Transform, the holding company that owns the remaining Sears and Kmart stores, has partnered with two supply chain companies, Li & Fung and Triburg, to "provide the company's apparel business unit with innovative global sourcing practices." Transform, dubbed "new Sears," did not specify any terms of the partnerships in a press release this week. Transform and its partners named trend analysis, end-to-end visibility, data analytics, cost optimization and 3D technology as some of the capabilities they plan to realize through the partnership. Transform said the two companies will act as "sourcing agents and design partners" for apparel brands at Sears and Kmart. Goals include reduced lead times and greater efficiency in bringing product to market.
A swath of U.S. businesses is warning the next round of Chinese import tariffs could hurt domestic production. Manufacturers, retailers and port operators told U.S. trade officials the planned 25% duties on $300 billion of Chinese goods would ripple through U.S. supply chains and create incentives to move production abroad. Affected products include cargo cranes and machinery that powers American clothing and shoe factories, which could raise U.S. manufacturing costs. New Balance Athletics Inc. says the U.S. market is too small to supply domestic alternatives, while Element Electronics says levies on Chinese components could shift its assembly of televisions from South Carolina to Mexico. Even tariff supporters say an exemption meant to facilitate easier parcel shipping could end up helping Chinese companies that sell directly to U.S. consumers.
On FedEx's Tuesday afternoon earnings call, executives fielded questions from analysts that converged around a common theme: Is FedEx doing too much? The 3PL is expanding Ground service to seven days per week, adding after-hours pick-ups for some customers and building an immense retail footprint with 2,000 standalone FedEx retail locations, 8,000 Dollar General stores, and 500 Walmart in-store set-ups in the pipeline. Although more consumer touch points may seem like a solid boon to FedEx, some are skeptical. There may be a point where you look at the portfolio and say, why do we still have the services business? Do you need that retail footprint? Much of FedEx's retail footprint consists of locations offering limited services. The Dollar General locations require incoming packages, like e-commerce returns, to be pre-labeled. Full-service FedEx Office locations can help with packaging and labeling, plus other services like printing and design. The 3PL's retail network may not be as immense as UPS' more than 5,000 UPS Store locations and thousands more retail touch points in other locations, but FedEx executives said full-service retail locations are the key to arguably its most important customer set.

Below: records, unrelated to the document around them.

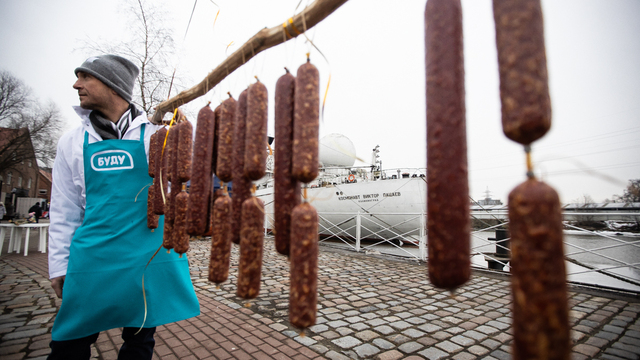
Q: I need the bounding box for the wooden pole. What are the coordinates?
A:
[151,0,349,124]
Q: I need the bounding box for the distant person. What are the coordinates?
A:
[0,202,5,222]
[28,202,42,223]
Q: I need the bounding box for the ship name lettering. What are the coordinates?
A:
[362,193,379,199]
[338,195,360,201]
[383,192,401,197]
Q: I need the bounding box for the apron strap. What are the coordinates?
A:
[139,124,146,143]
[83,130,89,149]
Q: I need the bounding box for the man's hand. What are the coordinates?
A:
[51,276,65,299]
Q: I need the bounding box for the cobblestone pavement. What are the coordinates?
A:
[1,232,639,359]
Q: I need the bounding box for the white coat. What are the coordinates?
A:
[48,106,163,279]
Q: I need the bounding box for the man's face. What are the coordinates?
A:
[73,72,114,110]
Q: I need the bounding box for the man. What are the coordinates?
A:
[28,202,42,223]
[47,55,199,360]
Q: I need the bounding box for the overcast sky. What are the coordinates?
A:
[1,0,638,204]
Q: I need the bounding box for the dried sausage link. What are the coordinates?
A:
[187,105,215,235]
[231,90,252,245]
[212,104,221,177]
[216,97,236,182]
[493,0,551,145]
[148,130,159,178]
[244,81,268,180]
[508,179,570,360]
[173,190,190,255]
[292,60,320,183]
[236,197,264,299]
[289,202,318,329]
[208,194,232,283]
[274,71,300,256]
[177,120,193,183]
[162,124,180,251]
[425,0,470,290]
[147,183,158,229]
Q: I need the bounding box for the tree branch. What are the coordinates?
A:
[151,0,349,124]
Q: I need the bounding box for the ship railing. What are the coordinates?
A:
[471,221,640,292]
[263,210,427,261]
[317,211,427,261]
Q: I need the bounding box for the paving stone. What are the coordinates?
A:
[354,343,381,358]
[325,350,351,360]
[294,335,317,346]
[336,326,355,336]
[355,330,380,341]
[402,328,425,338]
[310,344,329,354]
[327,320,349,328]
[389,320,412,330]
[308,324,329,333]
[450,334,475,347]
[332,336,362,349]
[597,331,621,341]
[373,338,396,350]
[406,316,427,325]
[374,325,395,335]
[475,325,500,335]
[468,345,490,356]
[321,330,341,339]
[398,341,424,353]
[375,349,404,360]
[491,349,511,360]
[452,352,478,360]
[367,318,387,327]
[387,334,411,345]
[436,340,463,353]
[612,342,640,355]
[481,339,502,350]
[574,343,601,357]
[419,347,449,360]
[418,323,442,333]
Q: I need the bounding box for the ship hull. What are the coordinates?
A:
[255,177,427,245]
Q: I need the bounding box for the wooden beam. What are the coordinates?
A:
[152,0,349,124]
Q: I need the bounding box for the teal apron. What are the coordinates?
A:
[52,125,200,341]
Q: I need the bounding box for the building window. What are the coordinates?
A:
[18,177,22,187]
[28,160,32,167]
[28,178,32,189]
[6,172,11,185]
[39,189,47,195]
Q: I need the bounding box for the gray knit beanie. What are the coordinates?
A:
[74,55,139,103]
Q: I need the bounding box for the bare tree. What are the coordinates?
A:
[79,0,178,116]
[0,70,31,123]
[0,71,64,171]
[622,179,640,204]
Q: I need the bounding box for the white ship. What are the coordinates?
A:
[255,133,427,246]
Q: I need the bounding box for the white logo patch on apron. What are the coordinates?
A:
[90,150,134,171]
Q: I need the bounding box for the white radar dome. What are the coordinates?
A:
[319,133,356,167]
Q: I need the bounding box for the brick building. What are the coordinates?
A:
[0,127,52,217]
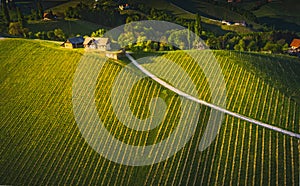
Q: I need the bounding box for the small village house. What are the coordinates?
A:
[288,38,300,56]
[84,37,111,51]
[61,36,84,49]
[290,38,300,51]
[43,11,56,20]
[83,37,124,60]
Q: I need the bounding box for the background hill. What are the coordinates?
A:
[167,0,300,33]
[0,39,299,185]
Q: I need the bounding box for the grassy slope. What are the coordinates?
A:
[27,19,103,36]
[0,39,299,185]
[140,0,254,34]
[153,0,299,32]
[252,0,300,32]
[45,0,81,17]
[25,0,106,36]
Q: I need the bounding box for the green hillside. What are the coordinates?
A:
[252,0,300,32]
[0,39,299,185]
[27,19,103,36]
[142,0,254,34]
[164,0,300,32]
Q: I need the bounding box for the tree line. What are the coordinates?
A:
[1,0,298,54]
[0,0,44,36]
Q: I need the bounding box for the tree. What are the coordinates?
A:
[118,32,135,48]
[234,39,246,51]
[1,0,10,25]
[187,23,191,49]
[36,1,44,19]
[47,31,55,40]
[16,7,25,27]
[194,13,202,36]
[54,29,66,41]
[8,22,27,36]
[247,40,258,51]
[28,32,34,39]
[10,0,16,10]
[263,42,282,53]
[168,29,196,50]
[91,29,105,37]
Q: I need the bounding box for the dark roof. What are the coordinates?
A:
[290,39,300,48]
[67,36,84,44]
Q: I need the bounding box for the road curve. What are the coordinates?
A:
[126,53,300,139]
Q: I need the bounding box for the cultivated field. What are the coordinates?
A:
[0,39,299,185]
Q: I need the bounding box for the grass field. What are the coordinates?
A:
[27,19,104,36]
[0,39,299,185]
[45,0,81,17]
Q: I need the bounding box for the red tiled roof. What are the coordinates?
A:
[290,38,300,48]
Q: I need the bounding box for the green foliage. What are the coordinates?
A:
[205,30,296,54]
[1,0,10,24]
[8,22,28,36]
[16,7,25,27]
[47,30,55,40]
[54,28,66,41]
[29,8,40,21]
[36,1,44,19]
[194,13,202,36]
[206,36,221,49]
[64,6,79,19]
[263,42,282,54]
[34,31,46,39]
[91,29,105,37]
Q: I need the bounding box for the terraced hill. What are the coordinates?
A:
[0,39,299,185]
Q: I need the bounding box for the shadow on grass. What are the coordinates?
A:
[259,17,300,32]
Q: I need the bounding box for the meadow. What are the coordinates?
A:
[0,39,299,185]
[27,19,104,36]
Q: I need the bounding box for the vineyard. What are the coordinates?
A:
[0,39,299,185]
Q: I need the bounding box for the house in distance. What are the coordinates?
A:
[61,36,84,49]
[288,38,300,56]
[83,37,124,60]
[83,37,111,51]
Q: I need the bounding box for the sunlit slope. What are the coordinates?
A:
[0,39,299,185]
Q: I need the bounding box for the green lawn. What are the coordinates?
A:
[0,39,299,185]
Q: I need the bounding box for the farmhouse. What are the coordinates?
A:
[288,38,300,56]
[290,38,300,51]
[119,4,130,10]
[43,11,56,20]
[83,37,124,59]
[61,36,84,49]
[84,37,111,51]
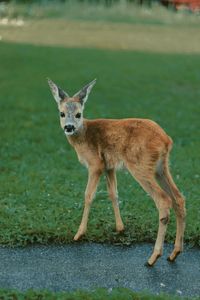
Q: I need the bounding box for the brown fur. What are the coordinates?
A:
[67,118,186,266]
[68,118,171,171]
[48,79,186,266]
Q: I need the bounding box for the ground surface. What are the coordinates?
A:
[0,243,199,297]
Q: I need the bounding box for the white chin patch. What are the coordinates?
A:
[64,130,75,136]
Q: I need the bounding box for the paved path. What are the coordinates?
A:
[0,243,199,297]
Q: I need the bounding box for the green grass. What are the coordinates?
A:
[0,288,198,300]
[0,41,200,247]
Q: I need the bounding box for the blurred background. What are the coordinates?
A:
[0,0,200,52]
[0,0,199,248]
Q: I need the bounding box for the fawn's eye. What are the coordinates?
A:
[75,113,81,119]
[60,112,65,118]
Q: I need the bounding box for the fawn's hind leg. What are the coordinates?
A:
[106,169,124,232]
[127,164,172,266]
[156,157,186,262]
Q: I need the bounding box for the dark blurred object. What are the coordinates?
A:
[0,0,157,5]
[161,0,200,11]
[1,0,200,11]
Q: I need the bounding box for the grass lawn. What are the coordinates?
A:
[0,288,198,300]
[0,40,199,247]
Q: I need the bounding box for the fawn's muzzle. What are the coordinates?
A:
[64,124,75,133]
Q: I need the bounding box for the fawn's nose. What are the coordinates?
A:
[64,124,75,133]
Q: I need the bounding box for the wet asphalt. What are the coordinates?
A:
[0,243,199,297]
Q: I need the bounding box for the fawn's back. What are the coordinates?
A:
[68,118,172,173]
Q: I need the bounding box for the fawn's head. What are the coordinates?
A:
[47,79,96,135]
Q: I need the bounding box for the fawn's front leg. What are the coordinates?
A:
[74,167,102,241]
[106,169,124,232]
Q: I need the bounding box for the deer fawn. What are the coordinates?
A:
[47,78,186,266]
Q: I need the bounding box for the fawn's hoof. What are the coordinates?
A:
[167,250,181,262]
[73,230,86,241]
[73,234,82,241]
[144,261,154,267]
[146,253,162,267]
[116,224,125,233]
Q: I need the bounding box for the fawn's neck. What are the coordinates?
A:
[67,119,87,147]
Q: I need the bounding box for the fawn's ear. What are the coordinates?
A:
[47,78,69,104]
[73,79,96,105]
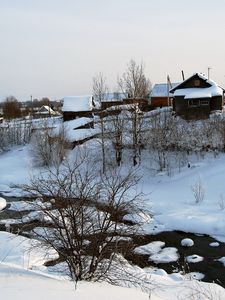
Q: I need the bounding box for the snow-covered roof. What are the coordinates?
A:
[151,83,179,97]
[64,117,93,130]
[93,92,128,103]
[62,96,94,112]
[172,73,223,99]
[37,105,57,115]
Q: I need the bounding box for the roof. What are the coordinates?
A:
[151,83,179,97]
[62,96,94,112]
[64,117,93,130]
[37,106,57,115]
[93,92,128,102]
[170,73,223,99]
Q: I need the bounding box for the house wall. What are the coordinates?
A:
[151,97,173,108]
[63,111,93,121]
[174,95,223,120]
[210,96,223,111]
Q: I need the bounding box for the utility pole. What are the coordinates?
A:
[31,95,33,119]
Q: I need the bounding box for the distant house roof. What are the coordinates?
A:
[102,92,128,102]
[62,96,94,112]
[170,73,224,99]
[151,83,179,97]
[93,92,128,106]
[37,105,57,115]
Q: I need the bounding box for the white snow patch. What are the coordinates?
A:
[134,241,165,255]
[209,242,220,247]
[181,238,194,247]
[187,272,205,280]
[217,257,225,266]
[149,247,179,264]
[0,197,6,211]
[186,254,204,263]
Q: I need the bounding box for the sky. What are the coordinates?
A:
[1,0,225,101]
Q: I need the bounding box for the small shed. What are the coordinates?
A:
[170,73,224,120]
[62,95,95,121]
[150,83,179,108]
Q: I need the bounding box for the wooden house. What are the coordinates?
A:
[150,83,179,108]
[62,96,95,121]
[170,73,224,120]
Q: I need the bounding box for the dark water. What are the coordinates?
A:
[125,231,225,287]
[1,194,225,287]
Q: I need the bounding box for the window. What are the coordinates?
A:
[200,100,209,106]
[194,79,200,87]
[188,99,200,107]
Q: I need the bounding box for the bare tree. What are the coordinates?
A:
[119,59,151,99]
[119,60,151,165]
[92,73,109,173]
[30,123,68,167]
[2,96,22,120]
[21,150,144,285]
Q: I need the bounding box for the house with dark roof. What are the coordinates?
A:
[150,83,179,108]
[170,73,224,119]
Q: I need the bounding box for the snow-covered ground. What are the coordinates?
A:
[1,145,225,240]
[0,231,224,300]
[1,143,225,297]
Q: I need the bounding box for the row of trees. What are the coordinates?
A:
[93,59,151,172]
[0,96,59,120]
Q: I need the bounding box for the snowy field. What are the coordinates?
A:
[1,143,225,298]
[1,144,225,241]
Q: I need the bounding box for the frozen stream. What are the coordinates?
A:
[1,194,225,288]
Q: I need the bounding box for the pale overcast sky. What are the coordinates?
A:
[0,0,225,101]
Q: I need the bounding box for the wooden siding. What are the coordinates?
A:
[151,97,173,108]
[173,96,223,120]
[63,111,93,122]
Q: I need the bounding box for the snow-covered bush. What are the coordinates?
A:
[191,177,205,204]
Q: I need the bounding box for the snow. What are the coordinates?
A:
[0,197,7,211]
[209,242,220,247]
[0,232,58,269]
[172,72,223,99]
[181,238,194,247]
[64,117,93,130]
[134,242,179,264]
[0,123,225,300]
[217,257,225,266]
[62,96,94,112]
[187,272,205,280]
[140,153,225,239]
[149,247,179,264]
[0,232,224,300]
[0,145,33,187]
[134,241,165,255]
[174,86,222,99]
[186,255,204,263]
[94,92,127,102]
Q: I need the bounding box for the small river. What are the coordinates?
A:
[1,194,225,288]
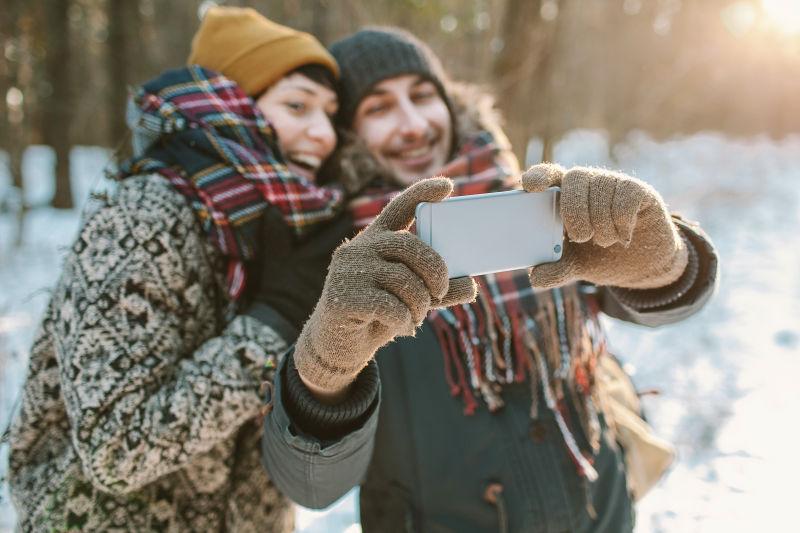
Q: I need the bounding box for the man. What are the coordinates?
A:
[261,28,718,532]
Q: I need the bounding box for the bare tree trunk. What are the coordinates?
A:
[152,0,196,75]
[5,128,26,247]
[534,1,570,164]
[1,0,31,246]
[43,0,73,209]
[309,0,331,44]
[491,0,545,162]
[107,0,141,147]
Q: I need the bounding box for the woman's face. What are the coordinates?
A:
[256,73,338,182]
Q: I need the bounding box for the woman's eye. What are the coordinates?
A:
[286,102,306,113]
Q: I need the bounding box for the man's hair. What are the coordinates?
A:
[328,27,453,129]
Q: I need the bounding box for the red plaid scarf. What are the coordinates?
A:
[118,66,344,299]
[348,132,515,228]
[351,133,606,480]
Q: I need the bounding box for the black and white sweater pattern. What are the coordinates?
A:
[8,174,293,532]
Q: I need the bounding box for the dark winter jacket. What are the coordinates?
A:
[263,253,715,533]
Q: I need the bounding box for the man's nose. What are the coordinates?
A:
[397,100,427,138]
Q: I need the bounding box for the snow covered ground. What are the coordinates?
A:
[1,132,798,532]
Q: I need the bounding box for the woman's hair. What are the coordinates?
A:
[288,63,337,92]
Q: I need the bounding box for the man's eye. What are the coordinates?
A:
[412,91,436,103]
[364,102,389,115]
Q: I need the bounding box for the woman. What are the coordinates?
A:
[7,7,350,531]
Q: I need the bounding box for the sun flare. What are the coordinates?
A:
[762,0,800,35]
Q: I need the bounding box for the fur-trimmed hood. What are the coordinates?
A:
[318,82,519,195]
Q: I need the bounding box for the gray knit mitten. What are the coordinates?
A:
[522,163,688,290]
[295,177,478,393]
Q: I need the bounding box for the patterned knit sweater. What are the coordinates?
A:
[8,174,293,532]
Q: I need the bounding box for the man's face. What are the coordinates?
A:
[353,74,452,186]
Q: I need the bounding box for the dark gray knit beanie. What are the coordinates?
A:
[329,27,454,128]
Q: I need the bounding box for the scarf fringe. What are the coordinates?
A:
[346,130,606,481]
[431,280,606,481]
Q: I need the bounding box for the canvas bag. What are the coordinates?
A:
[596,354,676,501]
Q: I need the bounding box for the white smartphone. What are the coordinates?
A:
[415,189,563,278]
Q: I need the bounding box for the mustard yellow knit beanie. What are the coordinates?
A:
[187,6,339,96]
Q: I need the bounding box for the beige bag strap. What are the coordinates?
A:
[597,355,676,501]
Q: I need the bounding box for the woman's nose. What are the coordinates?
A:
[306,112,336,147]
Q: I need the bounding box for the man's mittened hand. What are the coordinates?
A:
[521,163,688,290]
[294,177,477,394]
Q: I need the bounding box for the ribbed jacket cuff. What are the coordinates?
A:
[283,351,380,441]
[608,228,699,310]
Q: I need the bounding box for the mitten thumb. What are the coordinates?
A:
[521,163,565,192]
[528,245,581,289]
[432,277,478,308]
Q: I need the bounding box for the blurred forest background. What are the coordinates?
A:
[1,0,799,212]
[2,4,800,530]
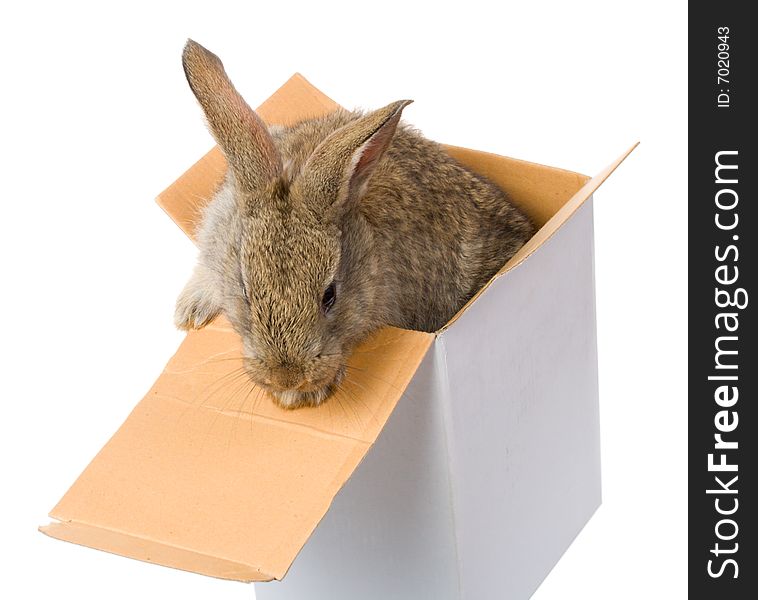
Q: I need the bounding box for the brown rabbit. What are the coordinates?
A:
[175,40,535,409]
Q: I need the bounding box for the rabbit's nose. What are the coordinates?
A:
[268,365,303,391]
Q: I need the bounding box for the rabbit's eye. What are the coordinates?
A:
[321,281,337,314]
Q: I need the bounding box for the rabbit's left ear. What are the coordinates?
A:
[182,39,282,192]
[294,100,412,218]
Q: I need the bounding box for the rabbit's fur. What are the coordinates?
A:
[176,40,535,409]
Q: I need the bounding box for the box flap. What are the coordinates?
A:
[443,145,590,228]
[42,74,433,582]
[42,319,433,581]
[441,142,638,330]
[497,141,638,271]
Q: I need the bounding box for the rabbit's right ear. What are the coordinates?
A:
[182,40,282,191]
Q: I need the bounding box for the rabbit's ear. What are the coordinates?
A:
[296,100,413,217]
[182,40,282,191]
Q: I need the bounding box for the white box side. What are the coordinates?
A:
[438,200,601,600]
[256,346,461,600]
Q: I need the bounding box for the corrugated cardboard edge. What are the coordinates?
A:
[439,142,639,332]
[39,521,275,582]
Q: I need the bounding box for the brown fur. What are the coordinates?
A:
[175,40,535,408]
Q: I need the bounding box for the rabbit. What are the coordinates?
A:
[175,40,535,409]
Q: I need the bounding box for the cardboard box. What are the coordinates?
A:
[40,74,635,599]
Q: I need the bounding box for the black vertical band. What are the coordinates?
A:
[690,5,756,597]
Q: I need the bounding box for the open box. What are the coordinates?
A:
[40,74,635,599]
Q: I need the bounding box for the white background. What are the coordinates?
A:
[0,1,687,598]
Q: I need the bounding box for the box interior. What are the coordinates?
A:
[156,76,592,335]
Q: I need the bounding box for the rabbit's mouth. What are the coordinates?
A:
[269,365,345,410]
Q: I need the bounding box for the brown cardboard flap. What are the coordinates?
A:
[498,141,638,276]
[43,320,433,581]
[441,142,638,330]
[443,145,589,228]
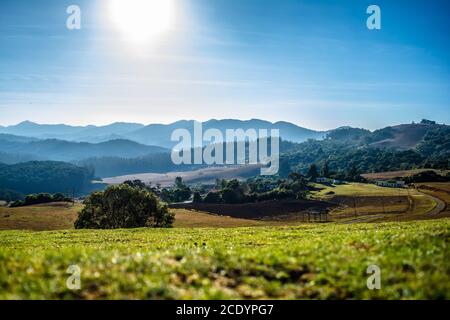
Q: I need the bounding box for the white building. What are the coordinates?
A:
[376,180,405,188]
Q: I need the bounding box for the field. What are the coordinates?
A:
[0,204,266,231]
[1,183,449,300]
[312,182,449,222]
[0,203,81,231]
[0,219,449,299]
[1,182,449,232]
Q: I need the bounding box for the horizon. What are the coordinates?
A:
[0,0,449,130]
[0,117,447,133]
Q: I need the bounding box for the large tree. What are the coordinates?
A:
[74,184,174,229]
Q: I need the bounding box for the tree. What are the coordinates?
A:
[278,158,291,178]
[307,164,319,180]
[175,176,184,188]
[124,179,147,189]
[192,192,202,203]
[322,161,330,178]
[74,184,174,229]
[203,192,221,203]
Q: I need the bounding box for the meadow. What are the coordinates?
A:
[0,219,449,299]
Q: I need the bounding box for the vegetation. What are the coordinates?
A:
[200,175,310,204]
[158,177,192,203]
[281,125,449,180]
[77,153,189,178]
[9,192,72,207]
[0,219,448,299]
[74,184,173,229]
[0,161,94,196]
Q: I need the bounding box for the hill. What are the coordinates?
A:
[0,161,95,196]
[366,122,443,149]
[0,138,169,162]
[283,121,449,178]
[0,121,144,143]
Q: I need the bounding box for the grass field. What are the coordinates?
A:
[0,203,266,231]
[0,219,448,299]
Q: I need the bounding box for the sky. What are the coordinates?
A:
[0,0,449,130]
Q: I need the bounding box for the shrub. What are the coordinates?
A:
[74,184,174,229]
[8,192,72,207]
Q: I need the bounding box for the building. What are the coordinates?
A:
[376,180,406,188]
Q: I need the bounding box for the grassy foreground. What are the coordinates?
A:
[0,219,449,299]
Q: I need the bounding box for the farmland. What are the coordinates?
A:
[312,182,450,222]
[0,182,449,300]
[1,182,449,232]
[0,219,449,299]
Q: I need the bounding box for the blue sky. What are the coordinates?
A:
[0,0,449,130]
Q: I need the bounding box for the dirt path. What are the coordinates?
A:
[417,191,446,215]
[341,190,446,224]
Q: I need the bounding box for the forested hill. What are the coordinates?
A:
[0,138,168,162]
[281,121,450,178]
[0,161,95,197]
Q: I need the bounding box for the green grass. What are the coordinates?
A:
[312,182,409,198]
[0,219,449,299]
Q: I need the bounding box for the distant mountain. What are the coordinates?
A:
[0,121,144,143]
[0,133,40,143]
[0,119,324,147]
[0,138,169,162]
[124,119,325,148]
[0,121,87,137]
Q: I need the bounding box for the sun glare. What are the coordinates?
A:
[109,0,175,44]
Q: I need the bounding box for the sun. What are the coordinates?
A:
[109,0,175,44]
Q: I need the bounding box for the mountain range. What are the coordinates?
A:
[0,119,447,176]
[0,137,168,162]
[0,119,325,147]
[0,119,449,171]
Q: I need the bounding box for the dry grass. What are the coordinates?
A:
[0,202,80,231]
[0,204,267,231]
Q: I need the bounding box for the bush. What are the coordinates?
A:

Nike is implementing RFID tracking in "nearly all" of its non-licensed apparel and footwear —"hundreds of millions of items" according to CEO Mark Parker. The brand is also using QR codes to track some inventory. "RFID gives us the most complete view of our inventory that we have ever had. It's quickly becoming the most precise tool in our arsenal to meet an individual consumer specific need at the exact right moment," said Parker on the company's Thursday earnings call. Nike Direct stores will begin taking advantage of the visibility the technology can provide in the coming quarter and the initiative will spread through the rest of Nike's network, including partner retailers, in the subsequent quarters.Nike's embrace of RFID is part of its journey to create a faster, more agile and responsive supply chain. The company is working on drastically cutting lead times — by half in some cases. And visibility, said executives, is a key part of speed. Beyond Nike's own supply chain, RFID can grant Nike a view of the inventory in the hands of retailer customers too, giving Nike a better view of what's selling and, in theory, giving retailers more tools to get consumers the products they want when they want them.
A vast majority of U.S. companies (82%) would like to expand into new markets and 36% percent are eyeing expansion opportunities in the BRICS and MINT counties, according to a new survey of U.S. business decision makers recently released by “connected planning” specialist Vuealta. However, 55% of the U.S. business decision makers surveyed said political uncertainty and its impact on their supply chains is a key factor holding them back from moving in to new markets. The findings also demonstrate that those surveyed don’t believe that their business leadership understand how different factors could dramatically impact their supply chain. Nearly half (47%), said they did not believe their leadership understood the potential impacts of political and market uncertainty, 51% a cyber-attack and 49% a natural disaster. As companies grow globally, there is inherently more risk as they manage more complex, global supply chains. Unfortunately, the majority of the US survey respondents indicated that they felt fairly unprepared to address unexpected challenges and almost one-fifth of respondents (18%) stated that their customer base was likely to feel the impact of a supply chain failure in less than one day. In reaction, over half (57%) of US companies are currently looking to re-shore a significant portion of their supply chain operations to the United States.